Abstract

Underwater imaging often suffers from poor quality due to the complex underwater environment and limitations of hardware equipment, leading to images with shallow depth of field and moving objects, which pose a challenge for information fusion of image sequences from the same underwater scene. To effectively address these problems, we propose a decoupled variational Retinex method for reconstructing and fusing underwater shallow depth of field images. Specifically, we first construct a module that adopts the decoupled variational Retinex model to adjust pixel dynamic range and luminance components, enhance non-local properties’ extraction with higher-order data constraints, and significantly improve image quality.
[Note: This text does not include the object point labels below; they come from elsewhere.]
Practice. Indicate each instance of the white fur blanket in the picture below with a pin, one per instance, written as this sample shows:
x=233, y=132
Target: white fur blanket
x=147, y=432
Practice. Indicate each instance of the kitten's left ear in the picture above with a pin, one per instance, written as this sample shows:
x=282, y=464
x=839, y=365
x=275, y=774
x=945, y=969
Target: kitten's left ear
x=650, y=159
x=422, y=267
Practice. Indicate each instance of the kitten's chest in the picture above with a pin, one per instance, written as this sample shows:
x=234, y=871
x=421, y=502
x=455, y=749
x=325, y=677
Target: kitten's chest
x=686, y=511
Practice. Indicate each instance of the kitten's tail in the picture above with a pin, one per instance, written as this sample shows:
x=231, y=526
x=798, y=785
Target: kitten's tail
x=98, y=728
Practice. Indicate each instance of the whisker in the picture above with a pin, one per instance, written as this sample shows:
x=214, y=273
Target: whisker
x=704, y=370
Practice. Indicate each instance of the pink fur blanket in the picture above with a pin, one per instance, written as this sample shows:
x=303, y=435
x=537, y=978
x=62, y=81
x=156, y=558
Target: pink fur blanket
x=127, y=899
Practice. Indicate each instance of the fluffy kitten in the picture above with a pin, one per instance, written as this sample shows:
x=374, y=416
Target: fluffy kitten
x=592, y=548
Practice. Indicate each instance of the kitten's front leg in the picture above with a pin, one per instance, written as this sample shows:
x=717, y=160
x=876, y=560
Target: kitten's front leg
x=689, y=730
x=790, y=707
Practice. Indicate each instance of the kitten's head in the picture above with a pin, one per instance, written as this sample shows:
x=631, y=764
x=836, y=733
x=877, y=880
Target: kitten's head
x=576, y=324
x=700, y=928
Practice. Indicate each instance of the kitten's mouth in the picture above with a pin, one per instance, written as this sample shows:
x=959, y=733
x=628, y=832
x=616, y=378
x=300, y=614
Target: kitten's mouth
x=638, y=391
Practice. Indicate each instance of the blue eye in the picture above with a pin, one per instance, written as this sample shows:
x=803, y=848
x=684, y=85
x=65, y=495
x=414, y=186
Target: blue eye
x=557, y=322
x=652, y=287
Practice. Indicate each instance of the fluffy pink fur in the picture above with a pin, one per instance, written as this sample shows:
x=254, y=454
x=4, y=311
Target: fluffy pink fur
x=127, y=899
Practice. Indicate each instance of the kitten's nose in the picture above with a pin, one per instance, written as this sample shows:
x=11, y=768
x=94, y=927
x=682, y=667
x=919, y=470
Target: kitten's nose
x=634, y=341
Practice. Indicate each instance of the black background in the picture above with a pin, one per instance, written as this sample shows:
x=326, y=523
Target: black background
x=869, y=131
Then, we develop a precision alignment strategy for image sequences by calculating and correcting control point deviations in the overlapping areas, achieving accurate registration of the image sequences, and effectively reconstructing scenes with parallax. Moreover, scenes with moving objects within the image sequence are reconstructed by redistributing overlapping areas. We design a novel cost function based on the neighborhood information of seams, which facilitates iterative optimization of these solved seams. This process improves the segmentation accuracy within these regions, achieving more precise scene reconstruction. Compared with state-of-the-art approaches, our method demonstrates superior performance in rectifying degraded image quality and reconstructing visually appealing images, with the resulting reconstructed images showing enhanced subjective visual quality.